Greece looks set to join a China-backed coalition of Central and Eastern European nations in a move that is likely to increase Beijing’s influence in the region while triggering further unease among major Western European governments.
Greek Prime Minister Alexis Tsipras has clearly expressed his intention to join the 16+1 group of China and Central and Eastern European (CEE) nations, according to a diplomatic source.
In a letter to North Macedonia’s Prime Minister Zoran Zaev, Tsipras said Greece’s participation in the group was consistent with its willingness to enhance its role in the region, according to a Financial Times report.
A formal announcement of the move is expected to be made on Friday at the 16+1 summit in Dubrovnik, Croatia, which will be attended by Chinese Premier Li Keqiang.
The platform, which was established in 2012, is seen by China as a way to boost trade and investment with CEE countries, 11 of which are also members of the European Union.
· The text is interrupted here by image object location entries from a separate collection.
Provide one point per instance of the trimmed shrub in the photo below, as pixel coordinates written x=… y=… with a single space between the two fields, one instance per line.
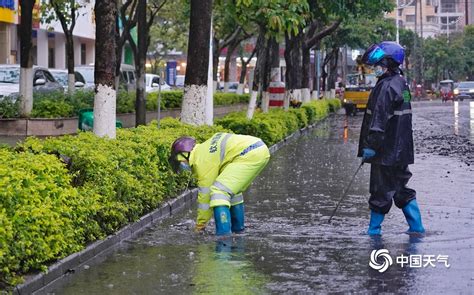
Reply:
x=275 y=125
x=49 y=209
x=49 y=108
x=41 y=214
x=9 y=107
x=59 y=104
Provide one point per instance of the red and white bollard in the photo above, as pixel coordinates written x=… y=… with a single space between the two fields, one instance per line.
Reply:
x=276 y=92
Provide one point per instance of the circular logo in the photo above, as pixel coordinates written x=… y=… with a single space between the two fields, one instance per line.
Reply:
x=384 y=255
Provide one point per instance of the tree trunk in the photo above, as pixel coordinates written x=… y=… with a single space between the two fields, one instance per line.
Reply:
x=333 y=71
x=26 y=60
x=195 y=84
x=262 y=52
x=104 y=73
x=70 y=63
x=140 y=102
x=118 y=55
x=293 y=58
x=306 y=68
x=230 y=51
x=216 y=51
x=243 y=71
x=273 y=76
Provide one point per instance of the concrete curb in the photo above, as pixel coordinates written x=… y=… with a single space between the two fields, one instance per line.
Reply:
x=68 y=265
x=63 y=126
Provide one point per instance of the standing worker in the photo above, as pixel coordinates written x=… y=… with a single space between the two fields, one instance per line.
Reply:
x=386 y=139
x=224 y=166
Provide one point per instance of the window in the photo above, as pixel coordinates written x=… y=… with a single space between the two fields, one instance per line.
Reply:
x=431 y=19
x=51 y=58
x=49 y=76
x=131 y=77
x=38 y=75
x=83 y=53
x=448 y=6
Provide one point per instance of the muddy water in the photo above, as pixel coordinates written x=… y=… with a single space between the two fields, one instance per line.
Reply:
x=289 y=247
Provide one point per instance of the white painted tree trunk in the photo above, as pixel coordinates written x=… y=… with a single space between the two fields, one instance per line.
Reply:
x=306 y=95
x=71 y=83
x=117 y=83
x=26 y=91
x=265 y=101
x=104 y=111
x=194 y=105
x=240 y=89
x=291 y=95
x=252 y=105
x=210 y=91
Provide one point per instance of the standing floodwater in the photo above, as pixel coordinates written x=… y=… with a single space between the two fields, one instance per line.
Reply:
x=288 y=246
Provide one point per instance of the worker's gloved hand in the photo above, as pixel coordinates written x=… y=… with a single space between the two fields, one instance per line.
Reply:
x=367 y=154
x=200 y=228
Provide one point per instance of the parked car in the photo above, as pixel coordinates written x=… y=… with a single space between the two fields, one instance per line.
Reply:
x=464 y=90
x=43 y=81
x=62 y=77
x=127 y=77
x=179 y=82
x=152 y=83
x=232 y=86
x=446 y=90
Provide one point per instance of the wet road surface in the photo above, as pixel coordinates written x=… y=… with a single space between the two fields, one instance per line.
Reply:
x=288 y=246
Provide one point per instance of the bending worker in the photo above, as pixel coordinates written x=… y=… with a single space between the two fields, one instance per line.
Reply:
x=224 y=166
x=386 y=140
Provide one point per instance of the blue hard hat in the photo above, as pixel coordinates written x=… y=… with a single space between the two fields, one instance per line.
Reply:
x=386 y=49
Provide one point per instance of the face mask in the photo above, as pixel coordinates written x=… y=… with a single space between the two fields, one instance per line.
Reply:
x=379 y=71
x=183 y=166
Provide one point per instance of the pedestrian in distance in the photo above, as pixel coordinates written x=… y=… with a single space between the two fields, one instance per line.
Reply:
x=224 y=165
x=386 y=139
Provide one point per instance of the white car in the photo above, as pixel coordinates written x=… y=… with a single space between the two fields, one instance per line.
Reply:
x=152 y=83
x=43 y=81
x=62 y=77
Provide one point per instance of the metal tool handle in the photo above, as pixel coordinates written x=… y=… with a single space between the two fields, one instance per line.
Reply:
x=344 y=192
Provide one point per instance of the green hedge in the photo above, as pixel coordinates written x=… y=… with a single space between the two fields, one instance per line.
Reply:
x=48 y=211
x=277 y=124
x=56 y=105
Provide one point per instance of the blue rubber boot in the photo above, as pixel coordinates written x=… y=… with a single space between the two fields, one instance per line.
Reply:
x=222 y=218
x=375 y=225
x=413 y=217
x=237 y=217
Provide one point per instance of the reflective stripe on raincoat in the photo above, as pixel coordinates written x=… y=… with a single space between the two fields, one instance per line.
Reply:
x=387 y=124
x=224 y=167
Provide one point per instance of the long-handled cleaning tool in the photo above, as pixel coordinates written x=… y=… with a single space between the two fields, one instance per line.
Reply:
x=344 y=192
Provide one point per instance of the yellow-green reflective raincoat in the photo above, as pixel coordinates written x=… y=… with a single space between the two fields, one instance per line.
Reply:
x=224 y=166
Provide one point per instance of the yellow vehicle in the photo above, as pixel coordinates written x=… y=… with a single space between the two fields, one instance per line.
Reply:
x=356 y=92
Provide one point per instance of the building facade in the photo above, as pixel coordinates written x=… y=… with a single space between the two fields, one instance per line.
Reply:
x=49 y=44
x=433 y=17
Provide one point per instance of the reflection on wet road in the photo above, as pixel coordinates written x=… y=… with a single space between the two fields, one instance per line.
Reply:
x=290 y=248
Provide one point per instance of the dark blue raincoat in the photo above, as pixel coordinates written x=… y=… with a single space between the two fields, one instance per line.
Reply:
x=387 y=126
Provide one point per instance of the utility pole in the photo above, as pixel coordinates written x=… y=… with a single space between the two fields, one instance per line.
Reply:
x=421 y=41
x=415 y=45
x=466 y=8
x=397 y=11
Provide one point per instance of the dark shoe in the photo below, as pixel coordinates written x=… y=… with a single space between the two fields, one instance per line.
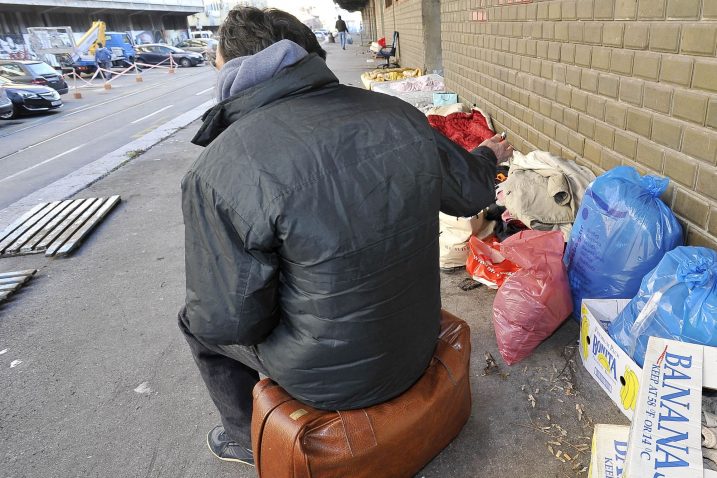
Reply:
x=225 y=449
In 2013, it was aligned with Beijing’s “Belt and Road Initiative”, an ambitious plan to boost global trade through infrastructure development.
Greece threw open its doors to Chinese investment in the aftermath of its debt crisis and is now one of Beijing’s most important partners on the belt and road scheme in Europe.
One of the key agenda items at the 16+1 summit is expected to be the development of a China-funded, multibillion-dollar Athens-Budapest rail line.
The project, which is also designed to connect the Serbian and North Macedonian capitals of Belgrade and Skopje, and ultimately extend to the China-run Greek port of Piraeus, has been held up by Brussels’ concerns that the project might have breached the EU’s rules on competition and specifically whether Hungary, as an EU member state, complied with them.
Feng Zhongping, the head of European studies at the China Institutes of Contemporary International Relations in Beijing, said it made sense for Greece to join the 16+1 grouping.
“Greece has similar needs and demands in terms of cooperation with China as Central and Eastern European countries,” he said.
While it had been China’s general practice to sign deals on a bilateral basis, projects involving multiple CEE countries would maximise the value of the platform, Feng said.
The 16+1 summit comes amid growing concern within the European Union about China’s expanding influence in the region and its industrial practices.
Despite those tensions, the annual EU-China summit concluded in Brussels on Tuesday with the signing of a joint statement on the creation of a mechanism for monitoring each other’s pledges regarding the opening up of their markets.
The eleventh-hour deal led Li and EU leaders to acknowledge the great potential for further cooperation between the two sides.
After weathering criticism from the EU – which once accused it of using its economic influence in Greece, as well as in Hungary and the Czech Republic, to “divide” the bloc – Feng said Beijing was now working hard to build trust in Brussels.
“China is trying to stabilise its relationship with Europe, making efforts to build trust and address concerns,” he said. “Both the recent visit to Europe by Chinese President Xi Jinping and Li’s trip are evidence that the EU’s concerns are being taken care of.”
Observers from Brussels had been invited to attend the 16+1 meeting and Li had stressed that any deals China struck with CEE countries would comply with EU standards, rules and laws, Feng said.